Of course you can just look at the number of new entries, but that is not really meaningful, because of course the number of your website visitors is not always the same. So that you can compare the development correctly, you first have to calculate your conversion rate. This then indicates in percent how high the proportion of users who have actually registered.

With that, the question of what the conversion rate is good for has already been resolved. It is there so that you can compare your marketing processes and target actions independently.

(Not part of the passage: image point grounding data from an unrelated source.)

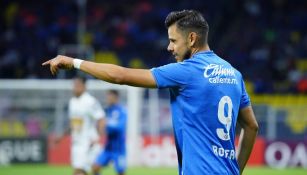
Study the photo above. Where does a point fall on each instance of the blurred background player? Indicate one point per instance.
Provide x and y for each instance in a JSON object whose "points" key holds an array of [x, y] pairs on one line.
{"points": [[115, 148], [86, 124]]}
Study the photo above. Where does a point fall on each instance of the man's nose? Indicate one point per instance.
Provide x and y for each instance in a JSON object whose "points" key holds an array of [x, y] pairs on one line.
{"points": [[170, 48]]}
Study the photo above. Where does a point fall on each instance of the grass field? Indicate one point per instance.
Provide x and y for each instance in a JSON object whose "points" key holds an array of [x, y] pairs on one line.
{"points": [[65, 170]]}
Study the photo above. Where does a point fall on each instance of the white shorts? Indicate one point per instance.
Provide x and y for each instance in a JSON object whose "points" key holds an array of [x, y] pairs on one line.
{"points": [[83, 156]]}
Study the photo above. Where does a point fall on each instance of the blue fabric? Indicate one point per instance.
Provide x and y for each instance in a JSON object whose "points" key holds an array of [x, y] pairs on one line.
{"points": [[206, 96]]}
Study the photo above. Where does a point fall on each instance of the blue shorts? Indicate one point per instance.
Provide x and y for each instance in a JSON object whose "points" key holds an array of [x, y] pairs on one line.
{"points": [[119, 160]]}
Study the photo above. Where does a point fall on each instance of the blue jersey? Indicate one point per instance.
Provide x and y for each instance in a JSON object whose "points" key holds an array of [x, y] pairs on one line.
{"points": [[208, 93], [116, 128]]}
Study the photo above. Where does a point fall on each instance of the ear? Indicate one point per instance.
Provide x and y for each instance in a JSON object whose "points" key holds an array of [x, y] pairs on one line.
{"points": [[192, 39]]}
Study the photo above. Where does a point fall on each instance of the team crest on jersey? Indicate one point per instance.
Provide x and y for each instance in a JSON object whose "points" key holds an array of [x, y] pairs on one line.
{"points": [[217, 74]]}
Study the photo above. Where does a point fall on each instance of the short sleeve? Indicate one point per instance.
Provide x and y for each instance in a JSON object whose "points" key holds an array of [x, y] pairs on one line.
{"points": [[245, 100], [171, 75], [97, 111]]}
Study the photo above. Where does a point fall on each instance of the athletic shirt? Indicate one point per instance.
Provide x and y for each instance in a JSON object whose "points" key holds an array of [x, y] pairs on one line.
{"points": [[84, 111], [207, 93]]}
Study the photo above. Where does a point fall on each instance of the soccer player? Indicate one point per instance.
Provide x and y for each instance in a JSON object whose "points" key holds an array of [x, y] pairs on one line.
{"points": [[115, 148], [86, 124], [208, 97]]}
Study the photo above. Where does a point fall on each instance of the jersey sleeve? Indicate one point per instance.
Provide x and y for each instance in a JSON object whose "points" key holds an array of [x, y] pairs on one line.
{"points": [[245, 100], [96, 110], [171, 75]]}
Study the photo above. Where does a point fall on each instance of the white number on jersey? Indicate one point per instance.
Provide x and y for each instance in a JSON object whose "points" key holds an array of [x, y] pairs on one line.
{"points": [[223, 119]]}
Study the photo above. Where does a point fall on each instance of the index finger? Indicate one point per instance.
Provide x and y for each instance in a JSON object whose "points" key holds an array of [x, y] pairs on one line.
{"points": [[46, 63]]}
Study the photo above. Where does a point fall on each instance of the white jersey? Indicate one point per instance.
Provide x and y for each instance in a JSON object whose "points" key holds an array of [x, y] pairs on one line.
{"points": [[84, 111]]}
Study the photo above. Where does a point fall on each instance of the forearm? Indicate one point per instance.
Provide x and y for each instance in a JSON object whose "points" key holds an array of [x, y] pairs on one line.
{"points": [[119, 75], [246, 143], [107, 72]]}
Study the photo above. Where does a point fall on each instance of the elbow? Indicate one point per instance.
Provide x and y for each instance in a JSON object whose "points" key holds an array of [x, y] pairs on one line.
{"points": [[117, 77]]}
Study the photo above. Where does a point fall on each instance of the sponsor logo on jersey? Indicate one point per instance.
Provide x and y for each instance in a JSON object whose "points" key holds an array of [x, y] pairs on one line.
{"points": [[218, 74]]}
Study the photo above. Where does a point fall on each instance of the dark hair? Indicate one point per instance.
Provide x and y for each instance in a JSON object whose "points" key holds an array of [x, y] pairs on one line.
{"points": [[189, 20], [114, 92], [81, 78]]}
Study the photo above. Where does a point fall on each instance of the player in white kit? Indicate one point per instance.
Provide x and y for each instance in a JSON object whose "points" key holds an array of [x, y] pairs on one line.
{"points": [[86, 124]]}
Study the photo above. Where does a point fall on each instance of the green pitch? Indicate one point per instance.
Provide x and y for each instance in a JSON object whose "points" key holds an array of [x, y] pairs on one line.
{"points": [[65, 170]]}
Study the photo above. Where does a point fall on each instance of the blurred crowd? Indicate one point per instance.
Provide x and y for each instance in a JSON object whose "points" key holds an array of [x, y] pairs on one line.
{"points": [[265, 39]]}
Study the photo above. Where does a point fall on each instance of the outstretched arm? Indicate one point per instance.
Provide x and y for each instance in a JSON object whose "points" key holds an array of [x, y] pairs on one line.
{"points": [[249, 126], [107, 72]]}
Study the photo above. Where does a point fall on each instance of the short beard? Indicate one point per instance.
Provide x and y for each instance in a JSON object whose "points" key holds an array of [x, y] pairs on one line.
{"points": [[187, 55]]}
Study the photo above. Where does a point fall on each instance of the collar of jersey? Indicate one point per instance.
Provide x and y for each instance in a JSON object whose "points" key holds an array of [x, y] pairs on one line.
{"points": [[203, 52]]}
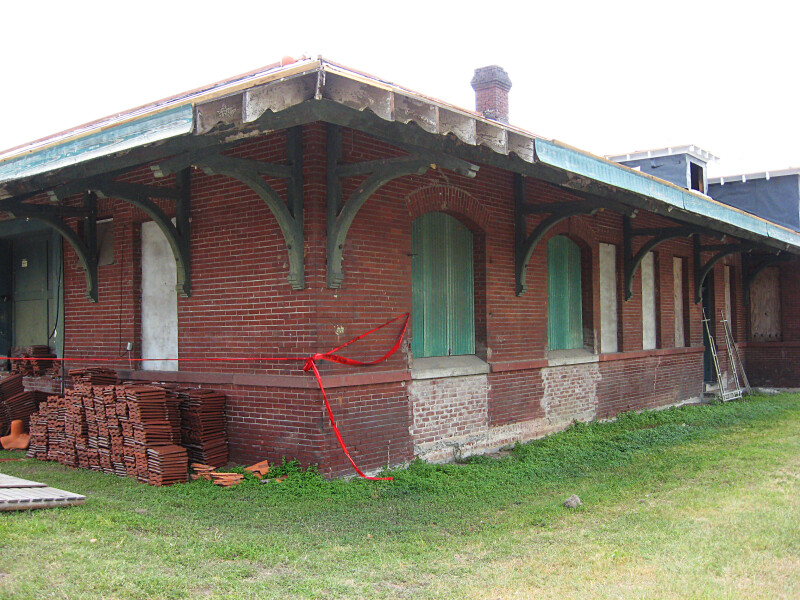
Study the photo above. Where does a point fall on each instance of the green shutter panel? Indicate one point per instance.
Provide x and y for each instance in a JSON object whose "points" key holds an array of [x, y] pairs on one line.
{"points": [[417, 289], [575, 301], [565, 321], [460, 290], [442, 287]]}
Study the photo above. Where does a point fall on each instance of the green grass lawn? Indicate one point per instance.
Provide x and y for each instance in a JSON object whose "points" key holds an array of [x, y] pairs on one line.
{"points": [[694, 502]]}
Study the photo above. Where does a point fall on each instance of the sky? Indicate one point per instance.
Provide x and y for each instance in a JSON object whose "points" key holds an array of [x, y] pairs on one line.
{"points": [[608, 77]]}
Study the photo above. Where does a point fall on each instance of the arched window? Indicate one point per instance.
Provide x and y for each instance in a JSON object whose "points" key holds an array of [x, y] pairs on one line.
{"points": [[564, 294], [442, 286]]}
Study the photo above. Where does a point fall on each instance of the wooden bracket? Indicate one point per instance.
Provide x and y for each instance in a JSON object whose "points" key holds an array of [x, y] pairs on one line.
{"points": [[658, 235], [555, 212], [178, 235], [340, 215], [288, 213], [701, 270]]}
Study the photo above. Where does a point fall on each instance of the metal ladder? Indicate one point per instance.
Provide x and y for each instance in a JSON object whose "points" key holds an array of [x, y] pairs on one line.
{"points": [[713, 347], [735, 360]]}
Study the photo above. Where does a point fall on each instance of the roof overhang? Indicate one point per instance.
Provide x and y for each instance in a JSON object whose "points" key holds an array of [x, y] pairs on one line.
{"points": [[319, 90]]}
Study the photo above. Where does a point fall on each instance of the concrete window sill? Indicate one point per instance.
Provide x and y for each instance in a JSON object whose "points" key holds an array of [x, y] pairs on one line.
{"points": [[437, 367], [560, 358]]}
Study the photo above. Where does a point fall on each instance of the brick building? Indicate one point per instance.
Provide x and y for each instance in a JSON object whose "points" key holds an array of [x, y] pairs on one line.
{"points": [[298, 206]]}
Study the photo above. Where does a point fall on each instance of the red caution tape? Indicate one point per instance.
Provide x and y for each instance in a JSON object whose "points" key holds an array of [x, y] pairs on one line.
{"points": [[309, 364]]}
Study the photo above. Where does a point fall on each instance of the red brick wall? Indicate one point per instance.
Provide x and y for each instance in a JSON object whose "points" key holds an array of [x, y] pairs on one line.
{"points": [[242, 304]]}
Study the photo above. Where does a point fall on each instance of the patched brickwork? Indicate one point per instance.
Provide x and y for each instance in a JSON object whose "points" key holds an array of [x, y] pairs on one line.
{"points": [[570, 392], [444, 410], [243, 306]]}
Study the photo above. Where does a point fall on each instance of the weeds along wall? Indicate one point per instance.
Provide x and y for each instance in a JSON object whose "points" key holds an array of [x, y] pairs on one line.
{"points": [[243, 306]]}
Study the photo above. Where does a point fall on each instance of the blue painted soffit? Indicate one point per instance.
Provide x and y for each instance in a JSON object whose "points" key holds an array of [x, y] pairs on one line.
{"points": [[116, 138], [586, 165]]}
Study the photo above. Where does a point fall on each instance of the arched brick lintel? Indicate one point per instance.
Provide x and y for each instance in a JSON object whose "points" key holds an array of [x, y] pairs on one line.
{"points": [[451, 200]]}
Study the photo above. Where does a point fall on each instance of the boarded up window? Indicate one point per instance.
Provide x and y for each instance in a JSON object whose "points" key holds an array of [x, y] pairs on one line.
{"points": [[608, 298], [442, 287], [649, 316], [159, 301], [565, 320], [680, 300], [765, 306]]}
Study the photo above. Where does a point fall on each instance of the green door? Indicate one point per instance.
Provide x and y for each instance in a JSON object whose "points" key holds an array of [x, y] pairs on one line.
{"points": [[564, 306], [31, 299], [5, 297], [442, 287]]}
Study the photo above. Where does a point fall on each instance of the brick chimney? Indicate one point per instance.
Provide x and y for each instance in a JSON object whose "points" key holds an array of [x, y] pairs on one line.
{"points": [[491, 85]]}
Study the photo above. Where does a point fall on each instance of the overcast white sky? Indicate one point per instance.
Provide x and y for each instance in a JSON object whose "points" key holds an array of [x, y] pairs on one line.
{"points": [[608, 77]]}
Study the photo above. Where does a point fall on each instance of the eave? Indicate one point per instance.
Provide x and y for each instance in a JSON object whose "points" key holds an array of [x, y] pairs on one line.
{"points": [[320, 90]]}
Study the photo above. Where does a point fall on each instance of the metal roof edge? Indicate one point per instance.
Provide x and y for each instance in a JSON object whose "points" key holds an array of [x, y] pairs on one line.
{"points": [[176, 116], [148, 129], [690, 149], [744, 177], [582, 163]]}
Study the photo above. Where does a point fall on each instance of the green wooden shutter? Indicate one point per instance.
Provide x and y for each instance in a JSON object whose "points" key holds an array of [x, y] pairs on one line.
{"points": [[565, 320], [442, 287]]}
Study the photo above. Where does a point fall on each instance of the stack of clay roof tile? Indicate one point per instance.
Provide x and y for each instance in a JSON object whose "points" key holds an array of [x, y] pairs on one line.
{"points": [[15, 402], [134, 429], [203, 426], [28, 361]]}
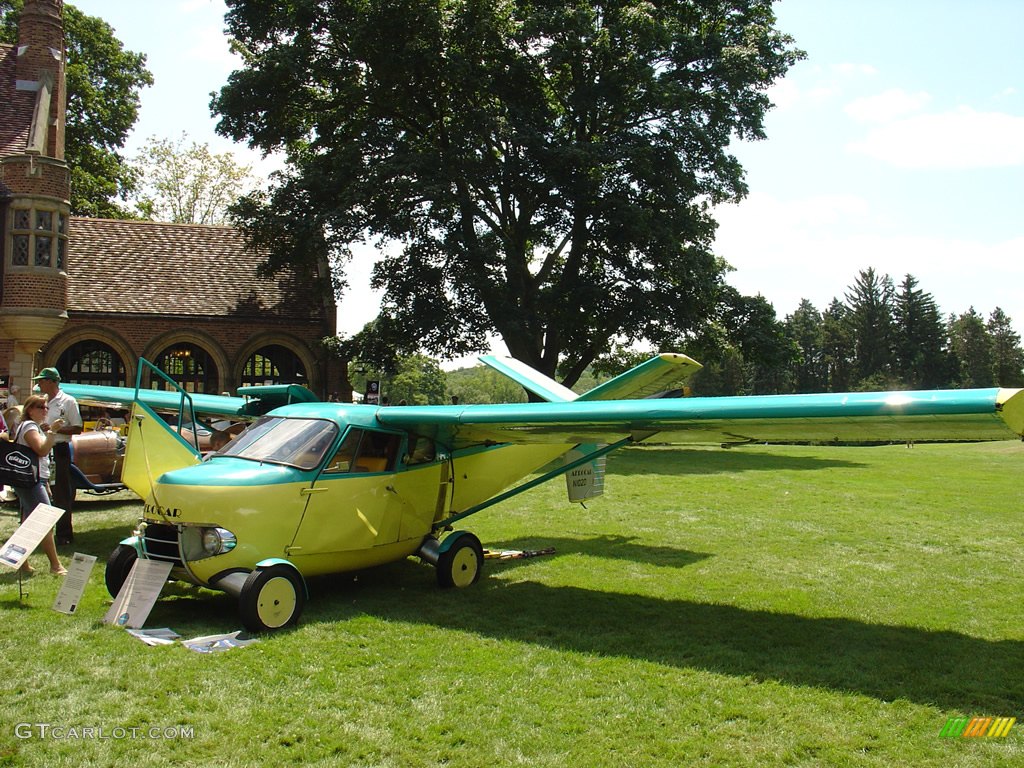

Calculate conversion rate – this is how it works
You can easily calculate the conversion rate by dividing the number of conversions by the number of visitors and multiplying that by 100. How to calculate the conversion rate in percent:

(Number of conversions / number of visitors) x 100 = conversion rate in percent

To go back to the example from earlier:

In the first month, the website had 2500 visitors, 150 of whom signed up for the newsletter. Inserted into the formula it looks like this:

(150 registrations / 2500 visitors) x 100 = 6% conversion rate
In the second month the website had 6,000 visitors and the number of conversions rose to 280. First of all, we can be pleased that there were more entries in the newsletter. But to find out now whether there were really more conversions in relation to the number of visitors, the values ​​have to be reinserted into the formula:

(280 registrations / 6000 visitors) x 100 = 4.6% conversion rate
This calculation shows that the conversion rate fell in the second month.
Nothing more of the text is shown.